Here's a little side story on energy woes from the southern Australian heatwave. Several States configured to draw over 700 MW via an underwater HVDC cable but one of the inverter stations failed. That was for hydro from my neck of the woods even though the dams are just 30% full. Apparently the spot price for electricity for a while got to the cap of $10 per kwh but the regulator intervened to make it 30c maximum. Major load shedding is now going on in several Australian cities.

This story is either about coping or not coping depending on your point of view.

Being in a new house we bought, I thought I'd try out our 3,000W aircon unit. I found that it cooled me very effectively while it was on, but did not cool the house as a whole, despite being refrigerative rather than evaporative.

The 55W fan also cools me while it's on, and doesn't cool the house. The aircon is actually cool while the fan blows the hot air around, but at least it stops me from sweating. It seems a bit pointless to use 55 times as much power to do the same thing. The aircon is better but not 55 times better.

So I use the fan and thus don't contribute to the heavy energy use which threatens blackouts for us. But apparently we didn't learn from the last time a single line went down in a bushfire and took out 2/3 of the city's power, and may get blackouts anyway. Resilience? Backups? Madness! Next you'll be saying that banks should only lend money to people who can pay it back, where would that get us, eh?

When rationing becomes the norm we will have to work out the allocation for room heating and air conditioning. Maybe that will have to increase for the frail elderly while the young and fit tough out cold snaps and heatwaves. 3kw is too much since some think we could make do with 2kw total for heating, cooking, lighting, entertainment and charging electric scooters. I recall DaveMart (where is he?) thought heat pumps should replace all air cons with the slight problem of cost. Therefore blackouts are like the obese going hungry for a while; maybe we want too much.

BTW those Skycrane helicopters in the link are most impressive. They save humans, property and livestock every year yet I guess they cost a fraction of a military aircraft.

We clearly have enough energy to continue economic growth and energy production growth for several centuries. Easily.
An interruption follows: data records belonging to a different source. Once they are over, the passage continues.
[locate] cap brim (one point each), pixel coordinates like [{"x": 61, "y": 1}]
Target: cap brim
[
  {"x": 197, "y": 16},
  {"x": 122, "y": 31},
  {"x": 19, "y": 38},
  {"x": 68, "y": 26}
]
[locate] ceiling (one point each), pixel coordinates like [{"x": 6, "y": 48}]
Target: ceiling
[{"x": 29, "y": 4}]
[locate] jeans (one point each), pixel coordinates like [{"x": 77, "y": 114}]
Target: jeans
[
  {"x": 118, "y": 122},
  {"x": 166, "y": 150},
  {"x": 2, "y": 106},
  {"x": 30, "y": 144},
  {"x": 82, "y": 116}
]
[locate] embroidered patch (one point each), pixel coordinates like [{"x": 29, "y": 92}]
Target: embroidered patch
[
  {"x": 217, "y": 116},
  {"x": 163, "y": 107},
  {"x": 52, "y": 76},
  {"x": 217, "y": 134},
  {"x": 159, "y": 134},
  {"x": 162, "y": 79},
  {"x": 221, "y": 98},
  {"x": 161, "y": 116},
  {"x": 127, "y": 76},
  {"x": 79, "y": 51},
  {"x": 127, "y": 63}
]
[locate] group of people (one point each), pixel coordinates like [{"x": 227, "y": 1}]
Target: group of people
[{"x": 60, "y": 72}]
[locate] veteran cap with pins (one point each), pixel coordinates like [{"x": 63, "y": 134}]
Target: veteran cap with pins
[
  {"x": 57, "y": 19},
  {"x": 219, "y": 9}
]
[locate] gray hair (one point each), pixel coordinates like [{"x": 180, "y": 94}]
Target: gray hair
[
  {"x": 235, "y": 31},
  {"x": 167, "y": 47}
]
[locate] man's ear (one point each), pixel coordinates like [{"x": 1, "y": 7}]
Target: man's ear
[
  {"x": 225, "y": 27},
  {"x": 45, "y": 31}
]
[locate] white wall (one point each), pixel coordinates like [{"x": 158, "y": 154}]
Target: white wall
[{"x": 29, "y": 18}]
Yes, of course. E = mc^2 shows that. The sticky wicket is getting at it, accessibility. A mere detail.

Sadly, my view is 5.

Deterioration in EROEI is a relentless curve that applies not only to oil, but to all limited resources; oil just happens to be the most important and immediately pressing curve. Edgar Allen Poe's pendulum just keeps swinging closer and closer to our hearts.

If in fact we have passed peak oil production then we additionally will face a new relentless negative growth curve, complete with halving periods. The first halving period will cut in half production that in absolute terms will be the biggest loss of oil production ever to be experienced. And as to the rate, my word, look at the drop off rate for Mexico.

The demands for energy to build new infrastructure is huge, and is not even seriously on the drawing boards, just at the time we are waving goodbye to oil production growth. And to boot, which of these alternatives will hold a candle to oil? All, at a time that population is still growing, and previously underdeveloped parts of the world now want to join in on the great squander.

And then there is the collapse of the house of cards monetary system, which was an accident waiting to happen, and which accident in my view was triggered by inadequate oil production at acceptable costs. The effects of the monetary collapse just compounds the energy problem by even further postponing exploitation of new oil and alternatives, all the while the depletion monster is sucking the life blood from possible future economic activity.

Yea, 5 is my vote, unless you have the courage to conjure up an even more frightening future to offer as an alternative.

I voted for 4 because it came closest to my own views. But I think the wording of 4 suffers because it posits a particular "why":

4)No, we cannot have growth AND scale renewable infrastructure without creating greater problems and shortfalls in the future. So to effectively build out 'sustainable' energy, we must give up growth as our goal.

5)No, not only can't we have growth, but we can't scale renewable infrastructure for 6+ billion in time to avert population reductions, war, famine, etc.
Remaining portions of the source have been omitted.